Daí que ontem em me deu um rompante cinematográfico e eu me peguei cortando os cabelos com raiva, muita raiva. Peguei uma tesoura grande do escritório do meu pai e me pus a picotar o cabelo todinho. Não foi uma atitude serena, pensada, feita com cuidado e muito menos com parcimônia.
Eu fui picotando mesmo, blocos enormes, que se dissociavam violentamente de mim e caiam toscos e inertes no chão do meu quarto.
Depois disso eu nem tive aquele momento de depois, sabe? Aquele silêncio após o ato, silêncio reflexivo. Eu simplesmente voltei pra cadeira na frente do computador e fiquei compulsivamente dando f5 no Yahoo, no facebook; abrindo e fechando as janelas do word e do powerpoint com meus slides da pesquisa.

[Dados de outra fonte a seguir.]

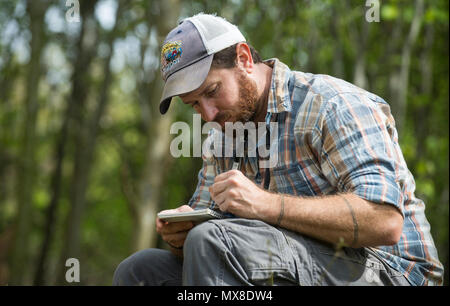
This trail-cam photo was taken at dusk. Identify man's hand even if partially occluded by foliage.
[156,205,194,249]
[209,170,278,220]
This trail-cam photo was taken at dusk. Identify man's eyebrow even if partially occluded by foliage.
[183,81,219,104]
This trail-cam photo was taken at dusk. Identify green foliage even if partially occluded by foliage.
[0,0,449,285]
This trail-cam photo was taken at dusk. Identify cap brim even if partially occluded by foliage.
[159,54,214,115]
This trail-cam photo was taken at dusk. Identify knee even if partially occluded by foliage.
[184,221,222,258]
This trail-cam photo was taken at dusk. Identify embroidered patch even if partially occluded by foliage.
[161,41,183,73]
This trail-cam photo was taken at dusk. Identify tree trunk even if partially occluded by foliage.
[57,1,100,284]
[392,0,424,133]
[9,1,48,285]
[130,0,180,251]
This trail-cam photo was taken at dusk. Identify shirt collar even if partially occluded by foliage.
[264,58,292,113]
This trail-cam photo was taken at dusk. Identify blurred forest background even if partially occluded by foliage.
[0,0,449,285]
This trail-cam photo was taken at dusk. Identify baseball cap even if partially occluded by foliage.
[159,13,246,114]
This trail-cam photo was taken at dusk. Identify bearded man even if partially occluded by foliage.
[113,14,443,286]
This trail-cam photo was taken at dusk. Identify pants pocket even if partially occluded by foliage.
[221,219,297,285]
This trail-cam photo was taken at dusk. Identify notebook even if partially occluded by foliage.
[158,208,224,222]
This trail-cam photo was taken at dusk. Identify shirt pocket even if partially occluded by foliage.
[273,164,335,196]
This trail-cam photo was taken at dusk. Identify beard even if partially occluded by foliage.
[214,71,259,128]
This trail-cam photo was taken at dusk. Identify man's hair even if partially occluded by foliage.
[211,43,262,68]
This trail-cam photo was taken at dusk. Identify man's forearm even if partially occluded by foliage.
[262,194,403,247]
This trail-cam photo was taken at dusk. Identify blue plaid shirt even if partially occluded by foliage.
[189,59,443,285]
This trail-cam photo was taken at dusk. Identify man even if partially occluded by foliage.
[113,14,443,285]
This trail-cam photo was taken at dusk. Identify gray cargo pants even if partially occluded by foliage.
[113,218,409,286]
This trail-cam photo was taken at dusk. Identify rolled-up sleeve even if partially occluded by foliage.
[189,135,217,209]
[316,93,403,214]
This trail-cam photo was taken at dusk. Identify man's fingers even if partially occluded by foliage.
[214,170,241,183]
[209,181,229,197]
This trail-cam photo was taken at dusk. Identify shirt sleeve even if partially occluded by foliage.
[317,93,403,214]
[189,136,217,209]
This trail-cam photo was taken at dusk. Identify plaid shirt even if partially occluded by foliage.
[189,59,443,285]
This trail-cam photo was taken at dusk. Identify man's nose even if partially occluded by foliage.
[202,103,219,122]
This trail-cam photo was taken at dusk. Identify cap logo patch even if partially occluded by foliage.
[161,41,183,74]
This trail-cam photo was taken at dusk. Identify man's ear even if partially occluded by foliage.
[236,43,253,73]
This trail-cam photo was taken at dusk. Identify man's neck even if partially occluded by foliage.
[253,64,272,124]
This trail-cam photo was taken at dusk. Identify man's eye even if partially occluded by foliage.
[207,86,219,97]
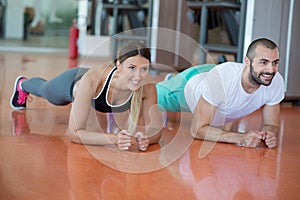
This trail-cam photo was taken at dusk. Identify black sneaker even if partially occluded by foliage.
[10,76,29,110]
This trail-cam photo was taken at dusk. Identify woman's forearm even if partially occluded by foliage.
[70,130,117,145]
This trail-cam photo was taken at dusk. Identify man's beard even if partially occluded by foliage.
[249,62,275,86]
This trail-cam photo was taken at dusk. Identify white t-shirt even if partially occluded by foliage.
[184,62,284,126]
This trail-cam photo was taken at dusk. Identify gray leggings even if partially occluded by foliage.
[22,68,88,105]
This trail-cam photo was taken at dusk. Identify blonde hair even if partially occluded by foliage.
[128,86,143,136]
[116,41,151,135]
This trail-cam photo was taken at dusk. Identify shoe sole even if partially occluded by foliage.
[10,76,26,110]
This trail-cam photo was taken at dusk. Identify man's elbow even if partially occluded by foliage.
[69,131,82,144]
[190,128,204,140]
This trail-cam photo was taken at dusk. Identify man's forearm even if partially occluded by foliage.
[260,124,279,136]
[192,126,243,144]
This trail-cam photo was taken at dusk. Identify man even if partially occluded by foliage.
[156,38,284,148]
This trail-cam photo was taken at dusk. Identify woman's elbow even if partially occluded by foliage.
[190,127,204,140]
[69,131,82,144]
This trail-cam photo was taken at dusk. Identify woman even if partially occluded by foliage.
[11,42,163,151]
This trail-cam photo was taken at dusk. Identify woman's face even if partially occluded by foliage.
[117,55,150,91]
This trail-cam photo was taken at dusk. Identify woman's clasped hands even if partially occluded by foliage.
[117,130,149,151]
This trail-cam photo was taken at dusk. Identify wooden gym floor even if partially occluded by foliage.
[0,53,300,200]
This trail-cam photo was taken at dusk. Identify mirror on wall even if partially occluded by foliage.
[0,0,78,51]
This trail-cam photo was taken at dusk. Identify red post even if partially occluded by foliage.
[69,20,79,59]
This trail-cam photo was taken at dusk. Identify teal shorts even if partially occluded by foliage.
[156,64,215,112]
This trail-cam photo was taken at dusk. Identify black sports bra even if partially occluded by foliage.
[92,67,132,113]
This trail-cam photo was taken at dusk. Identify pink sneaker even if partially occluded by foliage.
[10,76,29,110]
[10,110,30,135]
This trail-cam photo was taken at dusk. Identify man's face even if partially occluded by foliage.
[249,46,279,86]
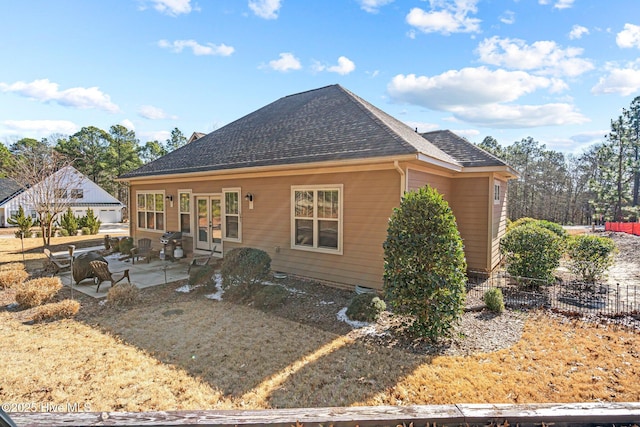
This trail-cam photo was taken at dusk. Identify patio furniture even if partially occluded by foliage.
[44,248,71,276]
[131,238,151,265]
[89,261,131,292]
[187,245,222,274]
[71,252,106,285]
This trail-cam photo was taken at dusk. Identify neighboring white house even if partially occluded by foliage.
[0,166,125,227]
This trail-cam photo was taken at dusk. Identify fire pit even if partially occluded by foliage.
[160,231,182,261]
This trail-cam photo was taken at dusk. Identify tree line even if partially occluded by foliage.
[0,125,187,203]
[477,96,640,224]
[0,96,640,224]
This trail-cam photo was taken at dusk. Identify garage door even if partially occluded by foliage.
[98,209,120,223]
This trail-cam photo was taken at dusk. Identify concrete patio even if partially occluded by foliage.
[54,246,189,298]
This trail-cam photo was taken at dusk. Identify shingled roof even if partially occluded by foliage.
[0,178,23,205]
[421,130,508,167]
[121,85,461,179]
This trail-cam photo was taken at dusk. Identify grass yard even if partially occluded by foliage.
[0,232,640,411]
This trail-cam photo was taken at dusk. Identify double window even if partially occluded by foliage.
[137,191,164,231]
[291,185,342,253]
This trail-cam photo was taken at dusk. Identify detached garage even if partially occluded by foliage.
[0,166,125,227]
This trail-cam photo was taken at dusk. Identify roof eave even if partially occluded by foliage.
[418,153,464,172]
[462,165,520,179]
[116,154,416,182]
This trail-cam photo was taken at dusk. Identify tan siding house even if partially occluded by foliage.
[121,85,517,289]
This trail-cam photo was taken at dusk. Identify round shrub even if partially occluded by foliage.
[107,283,140,306]
[383,186,467,341]
[347,293,387,322]
[500,222,563,285]
[482,288,504,313]
[253,285,289,309]
[220,248,271,294]
[14,277,62,308]
[568,234,617,283]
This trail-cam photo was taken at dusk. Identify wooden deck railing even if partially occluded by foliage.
[10,402,640,427]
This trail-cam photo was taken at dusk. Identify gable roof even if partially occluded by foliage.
[0,178,24,205]
[421,130,508,167]
[121,85,461,179]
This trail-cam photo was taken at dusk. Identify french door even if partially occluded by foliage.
[196,195,222,256]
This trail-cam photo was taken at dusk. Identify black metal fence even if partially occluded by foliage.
[467,270,640,316]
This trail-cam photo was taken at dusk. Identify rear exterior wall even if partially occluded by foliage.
[407,170,490,271]
[131,169,400,289]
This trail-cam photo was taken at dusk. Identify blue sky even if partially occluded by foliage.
[0,0,640,153]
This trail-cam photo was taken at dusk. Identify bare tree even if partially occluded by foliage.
[9,144,82,246]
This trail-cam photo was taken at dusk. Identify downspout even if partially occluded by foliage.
[393,160,407,200]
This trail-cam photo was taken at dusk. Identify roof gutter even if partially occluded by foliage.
[116,154,416,182]
[418,153,463,172]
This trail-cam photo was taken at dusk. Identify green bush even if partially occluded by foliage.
[500,222,563,285]
[220,248,271,294]
[483,288,504,313]
[347,293,387,322]
[7,205,33,239]
[568,234,617,283]
[59,208,78,236]
[253,285,289,309]
[78,208,102,234]
[383,186,467,341]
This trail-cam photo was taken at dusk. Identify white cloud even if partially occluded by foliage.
[120,119,136,131]
[454,103,589,129]
[313,56,356,76]
[538,0,575,9]
[153,0,193,16]
[327,56,356,76]
[358,0,393,13]
[591,63,640,96]
[138,130,171,144]
[158,40,235,56]
[269,52,302,72]
[249,0,282,19]
[406,0,481,35]
[553,0,575,9]
[569,25,589,40]
[500,10,516,25]
[2,120,78,138]
[616,24,640,49]
[477,36,594,77]
[138,105,178,120]
[0,79,120,113]
[387,67,557,111]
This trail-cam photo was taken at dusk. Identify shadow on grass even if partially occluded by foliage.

Claro que depois, bem depois, bem no fundo da noite, eu me pus a chorar baixinho, e aquela sensação horrível de solidão tomou conta até do meu dedinho do pé. Eu amassava minha tartaruga de pelúcia e derramava lágrimas de covardia nela.
E daí que hoje eu fui ajeitar a merda com o Kaká. Ele me chamou de "praticamente a garota interrompida". Disse pra eu ficar calma, pq esses rompantes acontecem nas melhores famílias.
Eu disse pra ele dar vazão à criatividade dele e não é que ele me fez um corte muito louco? Nunca tive o cabelo tão curtinho e repicado, me dava um nervoso enquanto ele brincava com aquela tesoura. Eu comecei a suar na cadeira. Mas daí ele ficava acariciando meu ego, dizendo que eu não compactuo com a estética da mulher portoalegrense, que eu devia ter nascido na França, que eu tinha um ar blasé e desapegado que era tudonessavida. E que um corte desconstruído tinha tudo a ver com a maneira que eu me vestia. Então tá.
Resultado: voltei pra casa mais feliz, com um curtinho-quase-nouvelle-vague [haha] [minha irmã vai me matar] e com a certeza que com um empurrãozinho, eu consigo ser um pouco corajosa.
Mas o inverno continua crescendo aqui dentro desse corpo, é óbvio.